24 dead in religious school fire in Malaysia: official
A total of 24 people have died in a fire at a religious school in Kuala Lumpur early Thursday morning, said a Malaysian Fire and Rescue Department official.
Malaysian Fire and Rescue personnel stand outside the Darul Quran Ittifaqiyah religious school in Kuala Lumpur on September 14, 2017. [Photo: VCG/Patrick Lee]
Soiman Jahid, deputy director of the Fire and Rescue Department, said the latest death toll stands at 24, including 22 students and teachers of the school. The fire department had said earlier that at least 25 were killed in the fire.

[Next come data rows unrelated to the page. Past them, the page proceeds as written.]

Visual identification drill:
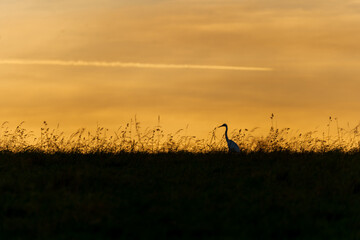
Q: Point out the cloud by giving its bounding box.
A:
[0,59,273,71]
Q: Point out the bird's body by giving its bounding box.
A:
[220,123,240,152]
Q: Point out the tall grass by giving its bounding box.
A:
[0,115,360,154]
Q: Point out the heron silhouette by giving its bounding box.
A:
[218,123,240,152]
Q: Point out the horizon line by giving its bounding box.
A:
[0,59,273,71]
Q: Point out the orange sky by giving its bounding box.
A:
[0,0,360,136]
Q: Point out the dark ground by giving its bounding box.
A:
[0,152,360,239]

The fire broke out at a three-storey building not far from the city center. Firefighters were dispatched to the scene after they received a fire alert at around 5:41 a.m. local time, but by the time they arrived, "the situation has become severe with 80 to 90 percent of the building on fire," Soiman told reporters.
Videos posted on social media showed that the three-storey building of the religious school was engulfed in raging fire before the firefighters' arrival.
The burnt bodies of the victims were found on the third floor after they were trapped in the building, he said.
The windows were sealed by fix grills, so the victims couldn't escape, Soiman said, adding that the sole staircase is in the middle of the building, "but the smoke was very thick that they couldn't get out."
According to Kuala Lumpur police chief Amar Singh, a total of 36 students aged 13 to 17 and six teachers were in the building when the fire broke out. The fire was put out one hour after the firefighters arrived.
"So far we do not suspect any foul plays," he said.
Soiman said the fire department has started investigation and "hopefully in two to three days we could find the actual cause of the fire."
He said the operator of the school had only recently submitted the application for approval to the fire department, and the fire broke out before authorities could conduct the fire safety inspection. Local media has reported earlier that the safety measures at unregistered and private schools were a concern to the authorities.